Ben Nemtin on growing through purpose

Play basketball with Barack Obama at the White House, write a The New York Times bestseller and be interviewed by Oprah. Author and motivational speaker Ben Nemtin will share how he achieved these seemingly impossible feats – and many more – as he brings the conference to a close

What began as a spontaneous road trip for Ben Nemtin has evolved into a 20-year journey exploring meaning and fulfilment. 

As he will tell conference delegates, his turning point came during college when he experienced depression for the first time. “I’d put a lot of pressure on myself to succeed in school and sport; but I dropped out of school, got dropped from the national rugby team, and shut myself in my parents’ house,” he recalls. He found that surrounding himself with people energized him and so, with a few friends, he decided to go on a journey that would change his life. Together, the group of friends “begged, borrowed and stole” to get their two-week roadtrip off the ground. 

They also compiled a wishlist of things that seemed impossible – resolving that for each one they pulled off they had to help a stranger achieve a seemingly impossible dream.

The first challenge Nemtin undertook was to spend a day living as a knight in a full suit of armor, walking around Victoria, BC. It led the group to the second item on the list, which was to make the front page of the newspaper. They were spotted by a photographer and, sure enough, the next day they were on the front page. 

Two decades on, he has achieved many things for himself and others as part of what would become The Buried Life movement, which he went on to found with his friends. As word-of mouth made their list more public, they had strangers getting in touch offering to help them achieve their list and sharing their own dreams.

“It was really a list of experiments to discover what things brought us back to ourselves, what made us feel alive. It was a list of all the things that would bring us a sense of purpose and we moved towards that potential,” he says. 

The philosophy behind this, he says, and everything that has followed, is straightforward: growth comes from connecting to purpose. 

Nemtin argues that purpose shapes wellbeing as well as performance, impacting longevity, resilience, and productivity. He points to research suggesting that those with a strong sense of purpose not only live longer but bounce back quicker from illness. 

For him, happiness is, as Harvard lecturer Tal Ben-Shahar defines it, the feeling that comes from moving towards one’s potential. “As human beings we are not happy if we are stagnant or stuck. We are happy in motion and ultimately that happiness comes from moving towards our true self or our potential. When you move towards purpose you are moving towards a thing that energizes you to be your true self.”

The buried life

That doesn’t mean throwing everything out and changing your life completely, he adds: “I think we can all identify the things that are important to us that get buried by the day-to-day.” Citing a poem by Matthew Arnold called The Buried Life he explains how we need to give more time to our dreams. “We get these moments when we’re inspired, but then the day-to-day buries it and we forget about it and we continue to push them until it’s too late.”
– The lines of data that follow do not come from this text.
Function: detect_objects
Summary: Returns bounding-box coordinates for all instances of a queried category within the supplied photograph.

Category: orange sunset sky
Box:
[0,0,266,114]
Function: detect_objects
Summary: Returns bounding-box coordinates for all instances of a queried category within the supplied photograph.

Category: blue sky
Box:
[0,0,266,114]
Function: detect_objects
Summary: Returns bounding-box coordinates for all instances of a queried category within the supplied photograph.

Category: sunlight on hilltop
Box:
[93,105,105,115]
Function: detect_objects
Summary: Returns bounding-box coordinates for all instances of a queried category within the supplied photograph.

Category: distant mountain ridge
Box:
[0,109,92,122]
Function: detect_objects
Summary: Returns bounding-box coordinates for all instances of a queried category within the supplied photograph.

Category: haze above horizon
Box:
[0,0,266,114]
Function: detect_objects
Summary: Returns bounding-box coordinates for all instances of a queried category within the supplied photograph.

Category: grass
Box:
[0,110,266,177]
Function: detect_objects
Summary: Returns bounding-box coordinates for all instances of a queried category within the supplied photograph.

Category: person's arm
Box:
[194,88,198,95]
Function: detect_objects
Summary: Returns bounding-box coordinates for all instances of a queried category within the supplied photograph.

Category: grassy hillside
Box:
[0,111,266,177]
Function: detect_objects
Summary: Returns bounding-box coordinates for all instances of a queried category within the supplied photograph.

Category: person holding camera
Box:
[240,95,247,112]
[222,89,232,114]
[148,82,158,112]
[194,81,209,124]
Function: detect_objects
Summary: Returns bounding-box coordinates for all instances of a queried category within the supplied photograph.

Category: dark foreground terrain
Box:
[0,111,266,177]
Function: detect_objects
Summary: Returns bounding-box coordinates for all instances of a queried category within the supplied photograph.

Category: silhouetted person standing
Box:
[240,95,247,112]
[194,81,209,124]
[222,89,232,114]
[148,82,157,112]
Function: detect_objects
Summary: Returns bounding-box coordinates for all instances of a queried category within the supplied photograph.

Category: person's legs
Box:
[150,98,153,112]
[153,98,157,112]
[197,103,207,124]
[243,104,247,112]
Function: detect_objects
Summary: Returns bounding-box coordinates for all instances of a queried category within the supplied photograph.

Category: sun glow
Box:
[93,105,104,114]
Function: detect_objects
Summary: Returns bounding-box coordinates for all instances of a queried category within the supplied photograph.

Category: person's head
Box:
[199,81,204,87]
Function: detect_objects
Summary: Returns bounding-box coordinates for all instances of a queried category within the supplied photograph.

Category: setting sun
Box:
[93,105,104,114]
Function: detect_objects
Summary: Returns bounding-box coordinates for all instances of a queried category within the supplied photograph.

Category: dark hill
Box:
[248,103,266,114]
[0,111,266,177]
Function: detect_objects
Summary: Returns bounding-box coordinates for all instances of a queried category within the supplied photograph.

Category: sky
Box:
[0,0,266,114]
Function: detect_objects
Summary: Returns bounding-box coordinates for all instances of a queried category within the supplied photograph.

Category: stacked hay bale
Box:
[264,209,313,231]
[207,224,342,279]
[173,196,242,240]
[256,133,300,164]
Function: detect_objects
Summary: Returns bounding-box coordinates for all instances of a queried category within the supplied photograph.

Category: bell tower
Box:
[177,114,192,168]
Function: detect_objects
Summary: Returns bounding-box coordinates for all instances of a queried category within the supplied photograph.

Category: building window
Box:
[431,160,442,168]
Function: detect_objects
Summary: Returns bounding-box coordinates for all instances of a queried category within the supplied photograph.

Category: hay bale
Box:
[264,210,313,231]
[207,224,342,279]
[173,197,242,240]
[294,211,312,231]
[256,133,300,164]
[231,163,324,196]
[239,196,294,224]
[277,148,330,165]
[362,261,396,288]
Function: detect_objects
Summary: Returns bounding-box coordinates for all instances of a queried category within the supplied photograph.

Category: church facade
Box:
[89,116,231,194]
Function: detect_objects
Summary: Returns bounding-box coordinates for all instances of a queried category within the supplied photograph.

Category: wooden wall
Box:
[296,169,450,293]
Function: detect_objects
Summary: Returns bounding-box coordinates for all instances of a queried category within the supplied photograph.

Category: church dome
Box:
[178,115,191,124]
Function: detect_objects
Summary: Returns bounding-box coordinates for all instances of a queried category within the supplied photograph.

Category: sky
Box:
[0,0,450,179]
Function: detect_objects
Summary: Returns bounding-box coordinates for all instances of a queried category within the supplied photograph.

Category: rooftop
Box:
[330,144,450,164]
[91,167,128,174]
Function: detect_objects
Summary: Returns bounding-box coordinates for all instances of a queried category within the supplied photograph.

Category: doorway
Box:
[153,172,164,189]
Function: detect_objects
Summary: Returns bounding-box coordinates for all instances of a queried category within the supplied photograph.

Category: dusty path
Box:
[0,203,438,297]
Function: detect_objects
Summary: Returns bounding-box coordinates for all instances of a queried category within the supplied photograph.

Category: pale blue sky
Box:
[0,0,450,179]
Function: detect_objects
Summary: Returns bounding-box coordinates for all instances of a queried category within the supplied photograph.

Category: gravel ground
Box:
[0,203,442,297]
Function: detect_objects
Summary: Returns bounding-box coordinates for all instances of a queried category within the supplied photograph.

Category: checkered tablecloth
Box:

So, what is the key to pulling off seemingly impossible feats? “You take small steps,  you don’t try to achieve it all in one go,” he says. “Over time those actions start to deliver real momentum.”

Be accountable

One thing that’s essential is a relentless belief that you can reach your goal. “Sometimes you can’t imagine yourself achieving something – and you won’t until you get there.”

Step one is simply to write it down to make it real and step two is to share it. “You’re trying to build accountability around this,” he says. “A dream doesn’t have a deadline so if you don’t build accountability you may never do it.”

This is not about climbing Everest or jumping out of a helicopter, but following your true course. “It is not about the completion – if you think that, then it will be underwhelming; this is really about proving 
to yourself that you can do these things.”

“You look at other people when they do impressive things and say, ‘They are better than me, smarter than me,’ when they are actually the same, they just acted in spite of the fear.”

At the Conference he will share tangible, actionable steps with delegates to help them achieve dreams and goals that feel impossible.  “I want delegates to leave re-energized around the positive impact of the work they do. I want to ground them in their purpose and the ‘why’ of the work they do, but also help them create life-harmony that encourages them to be able to do their best work by taking the time to do things they love outside work.”

Ultimately, he believes, the real risk is not failure but inaction; the goal is to take action so you don’t regret. “You don’t want to get to the end of your life thinking that you did not live a life that you wanted – that you lived the life you thought you should,” he says.  For Nemtin, the biggest regrets come not from what people do, but from what they never attempt.